4. Questi problemi, come l'intera vasta discussione
filosofica ad essi legata, non si possono approfondire nell'ambito di una breve
istruzione sulle verità di fede. Non intendiamo neppure occuparci qui in modo
particolareggiato di quelle “vie”, che guidano la mente umana nella ricerca di
Dio (le “cinque vie” di san Tommaso d'Aquino). Per questa nostra catechesi è
sufficiente aver presente il fatto che le fonti del cristianesimo parlano della
possibilità della conoscenza razionale di Dio. Perciò, secondo la Chiesa, tutto
il nostro pensare su Dio, in base alla fede, ha anche carattere “razionale” e
“intellettivo”. E anche l'ateismo rimane nel circolo di un qualche riferimento
al concetto di Dio. Se esso infatti nega l'esistenza di Dio, deve pur sapere di
chi nega l'esistenza. E chiaro che la
conoscenza mediante la fede è diversa dalla conoscenza puramente razionale.

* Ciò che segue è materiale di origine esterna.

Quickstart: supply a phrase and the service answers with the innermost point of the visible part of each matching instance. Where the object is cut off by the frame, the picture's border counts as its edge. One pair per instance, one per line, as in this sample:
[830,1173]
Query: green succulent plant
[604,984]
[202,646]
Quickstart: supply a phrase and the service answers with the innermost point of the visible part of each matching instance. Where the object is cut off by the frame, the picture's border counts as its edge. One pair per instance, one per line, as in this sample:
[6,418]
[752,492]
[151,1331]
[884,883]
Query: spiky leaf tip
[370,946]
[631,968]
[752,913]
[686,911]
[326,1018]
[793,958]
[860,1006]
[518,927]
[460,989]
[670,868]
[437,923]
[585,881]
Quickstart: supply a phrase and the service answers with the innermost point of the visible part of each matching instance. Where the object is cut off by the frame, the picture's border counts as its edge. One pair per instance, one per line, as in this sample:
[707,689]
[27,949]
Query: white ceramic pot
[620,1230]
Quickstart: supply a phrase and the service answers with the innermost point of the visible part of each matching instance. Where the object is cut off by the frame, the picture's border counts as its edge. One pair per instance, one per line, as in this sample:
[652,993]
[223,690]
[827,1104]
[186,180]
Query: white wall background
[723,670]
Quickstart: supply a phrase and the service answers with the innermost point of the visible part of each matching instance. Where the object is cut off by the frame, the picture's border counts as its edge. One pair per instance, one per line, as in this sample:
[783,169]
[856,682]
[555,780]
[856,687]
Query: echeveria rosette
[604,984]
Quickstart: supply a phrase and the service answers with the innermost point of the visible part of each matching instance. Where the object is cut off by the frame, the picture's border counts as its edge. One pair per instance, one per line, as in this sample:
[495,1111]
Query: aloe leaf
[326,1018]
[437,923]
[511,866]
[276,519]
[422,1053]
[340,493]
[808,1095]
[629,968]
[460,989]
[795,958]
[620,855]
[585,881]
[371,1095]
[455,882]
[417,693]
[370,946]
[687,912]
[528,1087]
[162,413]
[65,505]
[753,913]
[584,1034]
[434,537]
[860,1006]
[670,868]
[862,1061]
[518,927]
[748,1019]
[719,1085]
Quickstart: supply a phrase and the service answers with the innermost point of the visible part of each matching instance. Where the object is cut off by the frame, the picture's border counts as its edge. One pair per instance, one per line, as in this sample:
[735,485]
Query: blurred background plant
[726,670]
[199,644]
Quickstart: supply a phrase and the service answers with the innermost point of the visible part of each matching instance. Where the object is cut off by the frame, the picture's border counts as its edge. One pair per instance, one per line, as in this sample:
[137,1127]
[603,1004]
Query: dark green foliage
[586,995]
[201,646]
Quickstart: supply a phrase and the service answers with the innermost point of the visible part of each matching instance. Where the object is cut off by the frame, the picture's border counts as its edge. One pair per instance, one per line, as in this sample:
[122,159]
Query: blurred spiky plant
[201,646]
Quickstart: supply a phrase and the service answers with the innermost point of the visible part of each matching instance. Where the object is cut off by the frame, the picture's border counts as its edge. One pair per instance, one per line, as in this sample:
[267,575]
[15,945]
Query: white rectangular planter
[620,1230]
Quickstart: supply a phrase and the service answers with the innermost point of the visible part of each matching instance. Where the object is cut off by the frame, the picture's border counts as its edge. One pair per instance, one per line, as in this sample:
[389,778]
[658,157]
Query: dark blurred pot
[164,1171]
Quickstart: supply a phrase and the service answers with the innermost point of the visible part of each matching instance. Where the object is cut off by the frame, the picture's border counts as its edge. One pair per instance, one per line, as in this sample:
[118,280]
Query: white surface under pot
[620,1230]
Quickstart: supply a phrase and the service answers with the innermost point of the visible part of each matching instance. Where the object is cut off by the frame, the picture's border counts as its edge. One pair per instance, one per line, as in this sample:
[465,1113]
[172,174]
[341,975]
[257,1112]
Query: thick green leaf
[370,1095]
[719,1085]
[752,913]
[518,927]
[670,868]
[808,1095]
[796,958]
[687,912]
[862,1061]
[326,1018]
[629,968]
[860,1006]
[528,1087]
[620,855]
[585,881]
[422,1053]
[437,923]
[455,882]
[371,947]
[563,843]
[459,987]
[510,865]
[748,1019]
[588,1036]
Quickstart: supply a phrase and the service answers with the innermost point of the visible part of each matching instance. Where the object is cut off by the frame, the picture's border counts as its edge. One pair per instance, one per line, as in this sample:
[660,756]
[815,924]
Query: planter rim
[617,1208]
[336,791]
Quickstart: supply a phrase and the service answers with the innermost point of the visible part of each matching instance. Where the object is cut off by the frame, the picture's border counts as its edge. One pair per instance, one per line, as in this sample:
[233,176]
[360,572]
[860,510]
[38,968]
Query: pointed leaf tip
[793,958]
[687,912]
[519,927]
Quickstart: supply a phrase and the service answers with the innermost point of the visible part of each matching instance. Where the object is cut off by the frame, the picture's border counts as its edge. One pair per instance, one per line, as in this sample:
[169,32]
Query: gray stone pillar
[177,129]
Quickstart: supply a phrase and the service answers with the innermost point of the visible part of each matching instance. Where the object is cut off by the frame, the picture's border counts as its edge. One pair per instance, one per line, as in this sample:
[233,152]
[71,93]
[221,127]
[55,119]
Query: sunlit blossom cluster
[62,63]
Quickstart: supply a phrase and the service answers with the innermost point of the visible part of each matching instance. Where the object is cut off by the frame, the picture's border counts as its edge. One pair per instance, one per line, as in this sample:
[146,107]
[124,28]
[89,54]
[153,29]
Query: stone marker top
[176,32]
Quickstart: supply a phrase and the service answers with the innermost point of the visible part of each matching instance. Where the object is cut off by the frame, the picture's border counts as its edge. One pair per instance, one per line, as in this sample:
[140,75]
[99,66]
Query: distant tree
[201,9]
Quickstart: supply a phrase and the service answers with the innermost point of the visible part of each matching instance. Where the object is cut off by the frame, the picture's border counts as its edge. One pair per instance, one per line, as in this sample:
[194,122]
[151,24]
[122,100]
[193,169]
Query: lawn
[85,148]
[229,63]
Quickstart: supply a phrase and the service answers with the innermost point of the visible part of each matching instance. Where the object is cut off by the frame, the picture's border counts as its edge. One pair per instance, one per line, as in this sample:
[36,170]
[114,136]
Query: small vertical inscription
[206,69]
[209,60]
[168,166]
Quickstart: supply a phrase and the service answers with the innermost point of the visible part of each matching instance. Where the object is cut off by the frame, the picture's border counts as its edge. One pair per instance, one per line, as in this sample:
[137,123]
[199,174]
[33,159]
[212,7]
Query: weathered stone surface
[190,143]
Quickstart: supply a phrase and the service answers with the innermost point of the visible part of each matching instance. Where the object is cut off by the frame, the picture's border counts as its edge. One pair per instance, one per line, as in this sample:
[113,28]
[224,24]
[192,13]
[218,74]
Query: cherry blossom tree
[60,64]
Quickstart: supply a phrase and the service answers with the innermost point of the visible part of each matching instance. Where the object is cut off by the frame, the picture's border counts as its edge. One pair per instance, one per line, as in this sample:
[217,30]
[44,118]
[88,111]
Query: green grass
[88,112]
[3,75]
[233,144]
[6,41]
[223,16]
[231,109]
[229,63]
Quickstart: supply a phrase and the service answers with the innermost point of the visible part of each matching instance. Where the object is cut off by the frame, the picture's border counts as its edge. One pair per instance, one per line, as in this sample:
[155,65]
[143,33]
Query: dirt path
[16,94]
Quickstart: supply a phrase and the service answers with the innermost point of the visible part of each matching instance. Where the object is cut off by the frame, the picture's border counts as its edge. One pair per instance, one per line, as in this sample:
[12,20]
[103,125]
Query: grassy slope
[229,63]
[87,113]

Tuttavia Dio non avrebbe potuto rivelarsi all'uomo, se questi non fosse già
stato naturalmente capace di conoscere qualcosa di vero a suo riguardo. Quindi
a fianco e oltre un “io so”, che è proprio dell'intelligenza dell'uomo, si pone
un “io credo”, proprio del cristiano: con la fede infatti il credente ha
accesso, anche se oscuramente, al mistero della vita intima di Dio che si
rivela.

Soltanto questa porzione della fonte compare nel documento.